Answer diff

auto_circuit.metrics.prune_metrics.answer_diff

Attributes

Classes

Functions

measure_answer_diff

measure_answer_diff(model: PatchableModel, test_loader: PromptDataLoader, circuit_outs: CircuitOutputs, prob_func: Literal['log_softmax', 'softmax', 'logits'] = 'logits') -> Measurements

The average difference in the logits (or some function of them) between the correct answers and the incorrect answers.

Parameters:

Name	Type	Description	Default
`model`	`PatchableModel`	Not used.	required
`test_loader`	`PromptDataLoader`	The dataloader on which the `circuit_outs` were calculated.	required
`circuit_outs`	`CircuitOutputs`	The outputs of the ablated model for each circuit size.	required
`prob_func`	`Literal['log_softmax', 'softmax', 'logits']`	The function to apply to the logits before calculating the answer difference.	`'logits'`

Returns:

Type	Description
`Measurements`	A list of tuples, where the first element is the number of edges pruned and the second element is the average answer difference for that number of edges.
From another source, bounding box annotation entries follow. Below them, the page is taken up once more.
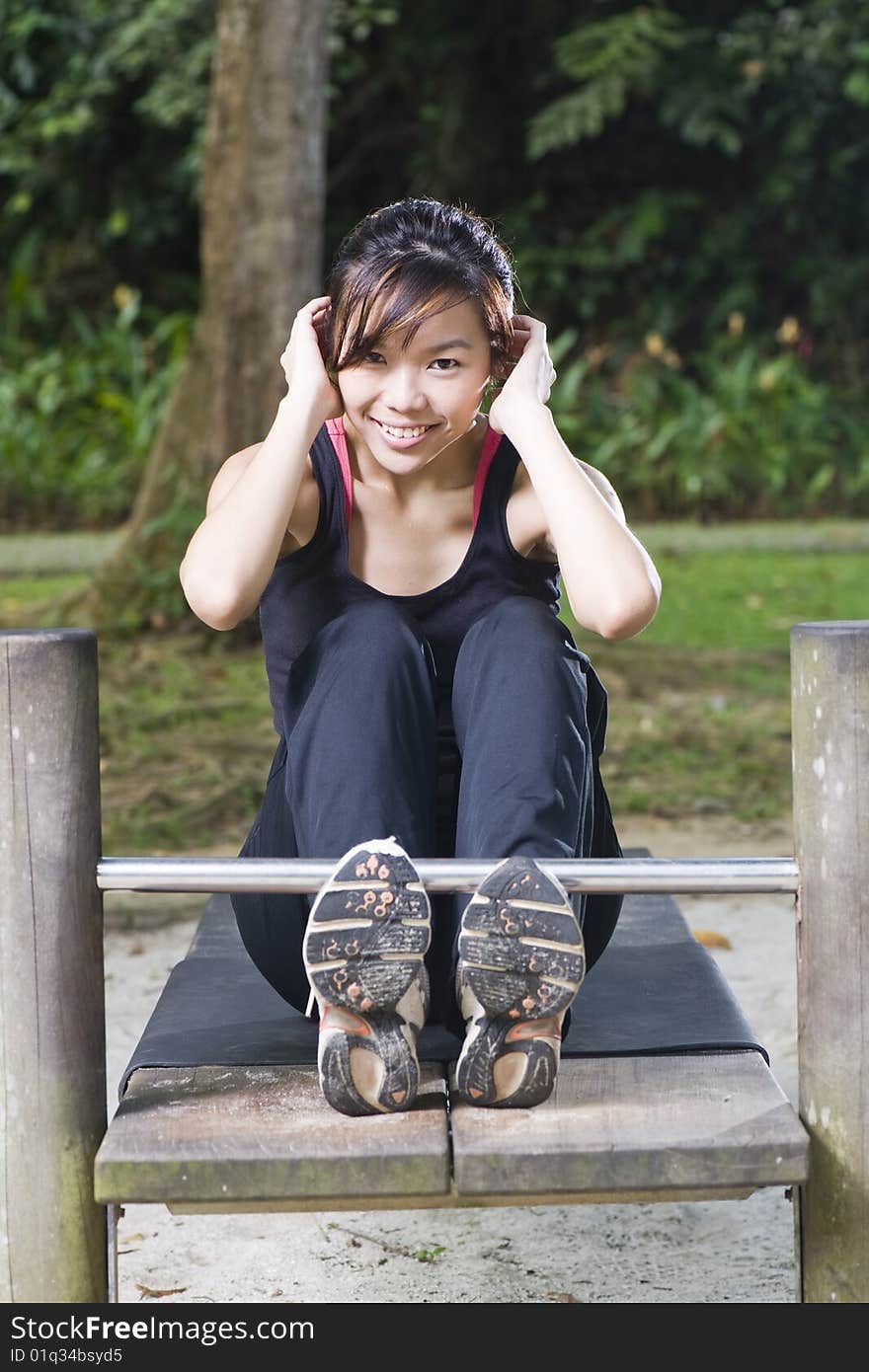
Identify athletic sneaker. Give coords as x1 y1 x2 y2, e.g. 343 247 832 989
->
302 836 432 1115
456 858 585 1107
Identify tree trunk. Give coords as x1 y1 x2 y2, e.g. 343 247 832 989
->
78 0 330 629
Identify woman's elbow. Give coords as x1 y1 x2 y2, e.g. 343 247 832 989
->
597 588 661 643
179 563 244 631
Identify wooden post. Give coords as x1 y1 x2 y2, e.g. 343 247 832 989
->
0 630 107 1304
791 620 869 1304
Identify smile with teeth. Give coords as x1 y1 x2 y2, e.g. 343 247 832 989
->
375 419 434 437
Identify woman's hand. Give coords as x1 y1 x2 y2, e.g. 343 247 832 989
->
280 295 345 419
489 314 556 433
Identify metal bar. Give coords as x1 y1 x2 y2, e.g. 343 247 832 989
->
96 858 799 894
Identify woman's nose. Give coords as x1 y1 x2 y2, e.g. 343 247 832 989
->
383 366 427 415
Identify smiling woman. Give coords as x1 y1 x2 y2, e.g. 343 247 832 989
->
182 199 659 1114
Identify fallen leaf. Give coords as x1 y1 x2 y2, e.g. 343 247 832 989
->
690 929 733 948
136 1281 187 1297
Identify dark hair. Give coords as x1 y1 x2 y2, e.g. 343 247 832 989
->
327 196 514 372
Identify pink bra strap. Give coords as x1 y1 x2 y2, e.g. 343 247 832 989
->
474 428 501 528
325 419 353 530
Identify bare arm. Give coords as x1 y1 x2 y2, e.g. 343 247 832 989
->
489 316 661 638
179 296 341 629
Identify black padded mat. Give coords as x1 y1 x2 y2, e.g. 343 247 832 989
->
119 851 769 1095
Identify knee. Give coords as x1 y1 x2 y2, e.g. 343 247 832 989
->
458 595 566 672
468 595 563 641
323 599 429 669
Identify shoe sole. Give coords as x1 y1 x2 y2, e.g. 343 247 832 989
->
456 858 585 1108
302 842 432 1115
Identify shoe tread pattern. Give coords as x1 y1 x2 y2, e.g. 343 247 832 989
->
456 858 585 1108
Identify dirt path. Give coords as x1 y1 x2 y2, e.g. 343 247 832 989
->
106 817 796 1304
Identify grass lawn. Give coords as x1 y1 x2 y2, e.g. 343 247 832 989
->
0 530 869 855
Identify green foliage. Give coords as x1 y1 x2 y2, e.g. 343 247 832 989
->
0 285 191 528
518 0 869 364
0 0 214 318
528 6 685 158
550 317 869 520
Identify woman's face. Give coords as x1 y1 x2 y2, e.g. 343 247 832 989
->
338 300 492 474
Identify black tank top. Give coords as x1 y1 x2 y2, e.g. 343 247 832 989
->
260 419 559 735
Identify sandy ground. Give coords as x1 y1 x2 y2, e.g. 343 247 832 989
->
106 817 798 1305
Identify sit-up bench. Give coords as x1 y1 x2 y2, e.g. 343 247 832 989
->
0 622 869 1302
96 877 809 1235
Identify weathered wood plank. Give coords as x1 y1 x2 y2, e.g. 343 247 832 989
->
791 620 869 1305
450 1052 809 1199
95 1066 450 1203
0 629 107 1304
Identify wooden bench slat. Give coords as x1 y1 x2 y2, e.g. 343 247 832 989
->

Source code in auto_circuit/metrics/prune_metrics/answer_diff.py

def measure_answer_diff(
    model: PatchableModel,
    test_loader: PromptDataLoader,
    circuit_outs: CircuitOutputs,
    prob_func: Literal["log_softmax", "softmax", "logits"] = "logits",
) -> Measurements:
    """
    The average difference in the logits (or some function of them) between the correct
    answers and the incorrect answers.

    Args:
        model: Not used.
        test_loader: The dataloader on which the `circuit_outs` were calculated.
        circuit_outs: The outputs of the ablated model for each circuit size.
        prob_func: The function to apply to the logits before calculating the answer
            difference.

    Returns:
        A list of tuples, where the first element is the number of edges pruned and the
            second element is the average answer difference for that number of edges.
    """
    measurements = []
    if prob_func == "softmax":
        apply_prob_func = t.nn.functional.softmax
    elif prob_func == "log_softmax":
        apply_prob_func = t.nn.functional.log_softmax
    else:
        assert prob_func == "logits"
        apply_prob_func = identity

    for edge_count, batch_outs in (pruned_out_pbar := tqdm(circuit_outs.items())):
        pruned_out_pbar.set_description_str(f"Answer Diff for {edge_count} edges")
        avg_ans_diff = []
        for batch in test_loader:
            batch_probs = apply_prob_func(batch_outs[batch.key], dim=-1)
            avg_ans_diff.append(batch_avg_answer_diff(batch_probs, batch))
        # PromptDataLoaders have all batches the same size, so we mean the batch means
        measurements.append((edge_count, t.stack(avg_ans_diff).mean().item()))
    return measurements